“The shade of red that looks best on a woman generally corresponds to her skin tone, which absolutely dictates her best makeup shades,” explains NYC makeup artist Katey Denno. For example, a woman with natural auburn hair will likely have different undertones in her skin than a woman with fiery orange locks. The general rule for color: If you have pinkish undertones, opt for pink or blue-based red cheek and lip colors. Have yellowish undertones? You’re in luck, because you can rock those colors as well as orange and peach shades.
While redheads are encouraged to experiment with color (yes, a red lip works on a redhead), it’s important to be strategic not only with the colors you choose, but also with the placement. Focus on adding an intense pigment to one feature at a time. “Redheads should steer clear of too many competing colors,” says Maribeth Madron, a makeup artist and brow specialist in NYC. “You already have a beautiful palette — don't try to compete with it.”
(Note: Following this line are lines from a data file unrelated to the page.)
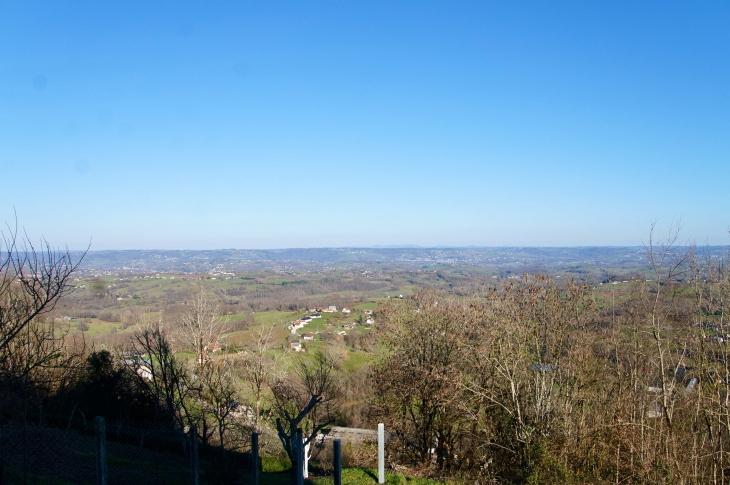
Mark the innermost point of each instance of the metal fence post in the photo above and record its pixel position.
(299, 454)
(254, 458)
(381, 453)
(3, 475)
(194, 464)
(338, 462)
(102, 477)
A few guidelines for color: Take a risk and try a strong lip color like red, pink, or copper. When adding pops of color, keep the rest of your face simple by evening out your complexion and adding subtle definition. Coat your lashes with brown mascara, not black, and add brown liner to complete your look without making your eyes look too harsh. To avoid what Madron calls “bunny rabbit eyes,” make sure the shades of brown you choose have no reddish undertones.
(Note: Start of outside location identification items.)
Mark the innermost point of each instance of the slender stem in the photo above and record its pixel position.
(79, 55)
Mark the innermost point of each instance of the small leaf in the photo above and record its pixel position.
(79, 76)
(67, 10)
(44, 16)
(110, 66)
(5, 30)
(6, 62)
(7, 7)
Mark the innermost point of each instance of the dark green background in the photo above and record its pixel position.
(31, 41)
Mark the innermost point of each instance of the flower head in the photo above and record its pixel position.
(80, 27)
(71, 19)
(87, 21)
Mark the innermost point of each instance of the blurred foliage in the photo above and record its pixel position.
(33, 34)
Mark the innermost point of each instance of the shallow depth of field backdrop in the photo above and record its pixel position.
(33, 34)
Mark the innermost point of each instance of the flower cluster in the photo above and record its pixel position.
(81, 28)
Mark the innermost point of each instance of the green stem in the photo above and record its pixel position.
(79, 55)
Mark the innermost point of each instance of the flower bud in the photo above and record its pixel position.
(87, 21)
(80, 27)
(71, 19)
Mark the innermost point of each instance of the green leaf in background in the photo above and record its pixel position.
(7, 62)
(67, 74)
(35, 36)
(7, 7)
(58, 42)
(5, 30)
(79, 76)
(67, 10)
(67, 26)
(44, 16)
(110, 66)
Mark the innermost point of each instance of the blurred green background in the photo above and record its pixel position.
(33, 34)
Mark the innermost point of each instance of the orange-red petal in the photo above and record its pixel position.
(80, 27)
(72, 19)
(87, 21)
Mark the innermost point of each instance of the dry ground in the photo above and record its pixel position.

When it comes to your skin, there’s one rule all redheads should follow, and it is this: If you have freckles, never, ever cover them. “Heavy foundation looks awful on redheads,” Madron says. Instead of using foundation, which can make your skin look older when piled on, try a sheer tinted moisturizer to even out your skin tone and let your freckles come through.
And, while an alabaster complexion is covetable, don’t be afraid to use bronzer. “A sheer, warm bronzer can bring out your eyes and show off the multi-tonal dimensions in your hair color wonderfully,” Denno explains. So, when it comes to breaking those long-standing (and totally unnecessary) "rules," you might just be better off red.